# Dust in my aquarium



## Schwartzy61 (Jan 25, 2010)

Hello everyone! I have a quick question. I have what seems to be a grey dust whenever something is stirred up in my aquarium. I have a small diatom problem but it is starting to become under control. It is a planted tank and I use the seachem products to maintain it. Flourish, Excel, Iron, Trace, Phosphorus, Potassium, and Nitrogen. This tank has been active for about a year now and about 2 months ago i converted it to a community tank. The plants in it now have been in there for about 2 months. The water sprite and java ferns i just bought today. My substrate is onyx sand by seachem. My lighting is an 18" T8. I just wonder where the "Dust" comes from. Is it possible that it is food buildup? I use New Life Spectrum flakes. Please help! You can see the dust buildup in my last picture. Tank is much clearer than the picture looks...bad camera quality! 28 Gallon tank. 8 neon tetras, 4 corys, rubber pleco, 5 bloodfins, 5 whiteclouds, and 1 rainbow .....i feel bad because i was mislead to buy him...didnt know he is a schooling fish  Plants are 2 (soem type of sword)...4 Italian Val, 2 Argenteine Swords, 3 bushels of Java Ferns, 1 Water Sprite.

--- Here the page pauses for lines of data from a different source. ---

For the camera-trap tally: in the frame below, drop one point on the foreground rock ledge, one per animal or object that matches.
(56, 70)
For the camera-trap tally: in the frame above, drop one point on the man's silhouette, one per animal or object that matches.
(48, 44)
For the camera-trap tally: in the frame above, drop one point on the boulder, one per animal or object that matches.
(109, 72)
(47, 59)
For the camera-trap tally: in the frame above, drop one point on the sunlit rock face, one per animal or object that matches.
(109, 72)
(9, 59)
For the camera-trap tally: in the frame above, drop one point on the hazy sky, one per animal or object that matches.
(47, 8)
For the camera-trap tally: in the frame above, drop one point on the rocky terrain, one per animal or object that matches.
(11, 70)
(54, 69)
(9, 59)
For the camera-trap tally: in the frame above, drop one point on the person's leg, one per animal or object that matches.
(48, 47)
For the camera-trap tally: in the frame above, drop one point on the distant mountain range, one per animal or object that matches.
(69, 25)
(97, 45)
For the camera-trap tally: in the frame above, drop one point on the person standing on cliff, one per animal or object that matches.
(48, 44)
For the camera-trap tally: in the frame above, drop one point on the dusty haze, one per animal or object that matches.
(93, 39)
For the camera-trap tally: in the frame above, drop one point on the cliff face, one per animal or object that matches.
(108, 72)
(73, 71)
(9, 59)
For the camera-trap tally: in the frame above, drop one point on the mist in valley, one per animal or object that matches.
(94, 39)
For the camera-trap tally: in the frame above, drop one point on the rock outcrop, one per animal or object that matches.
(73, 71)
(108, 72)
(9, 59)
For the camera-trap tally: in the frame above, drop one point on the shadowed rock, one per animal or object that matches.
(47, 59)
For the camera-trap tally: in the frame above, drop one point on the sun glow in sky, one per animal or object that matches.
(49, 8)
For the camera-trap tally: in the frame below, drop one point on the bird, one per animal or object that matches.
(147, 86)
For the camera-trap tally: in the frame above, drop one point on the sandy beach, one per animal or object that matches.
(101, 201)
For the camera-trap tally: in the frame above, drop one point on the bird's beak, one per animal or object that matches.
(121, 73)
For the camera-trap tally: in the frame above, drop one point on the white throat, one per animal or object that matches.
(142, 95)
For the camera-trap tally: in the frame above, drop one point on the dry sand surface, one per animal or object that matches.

Tank isnt cloudy...cameraphone fail









Leaves of my plants arn't yellow like they appear....cameraphone fail!!!


















Dust Buildup!!!!


----------



## Guest (Mar 2, 2010)

i have had this build up as well...never bothered with them....it usually happens with planted tanks


----------



## hXcChic22 (Dec 26, 2009)

We have some stuff that looks like that on the sand floor of our planted tank... I think it's just rotting plant matter.


----------



## Guest (Mar 2, 2010)

it is. every since i went non planted on my 55 i dont have this build up.


----------



## hXcChic22 (Dec 26, 2009)

Zakk said:


> it is. every since i went non planted on my 55 i dont have this build up.


Yep none of our other tanks have it either. One planted is enough, lol. Yay we solved it!


----------



## Schwartzy61 (Jan 25, 2010)

So rotting plant matter? Hmmm never thought of that....i guess i could solve it by just gravel vaccuming some more. Thanks everyone!


----------



## Guest (Mar 2, 2010)

yupp that is all that u can do for now Schwart


----------



## Schwartzy61 (Jan 25, 2010)

Will it eventually go away? Or will I have to keep up with it?


----------



## hXcChic22 (Dec 26, 2009)

I think as long as you have plants there will be rotting plant matter. Leaves fall off and get all rotten, little bits of roots separate... think you're pretty much stuck with it. It can raise ammonia levels, though, so be careful. Gravel vac, gravel vac, gravel vac.


----------



## Guest (Mar 2, 2010)

not Ammonia levels Tori....Nitrate


----------



## hXcChic22 (Dec 26, 2009)

Zakk said:


> not Ammonia levels Tori....Nitrate


Haha oops... that's what I meant. Got my terms mixed up :lol:
We had this problem in our community tank. We moved all the live stuff to our official "planted tank" and it fixed itself.


----------



## Guest (Mar 2, 2010)

totally.....my 25 which has no fish and only plants has these brown color dust build up. its quite normal really. like hXc said.....gav vac grav vac & grav vac some more.


----------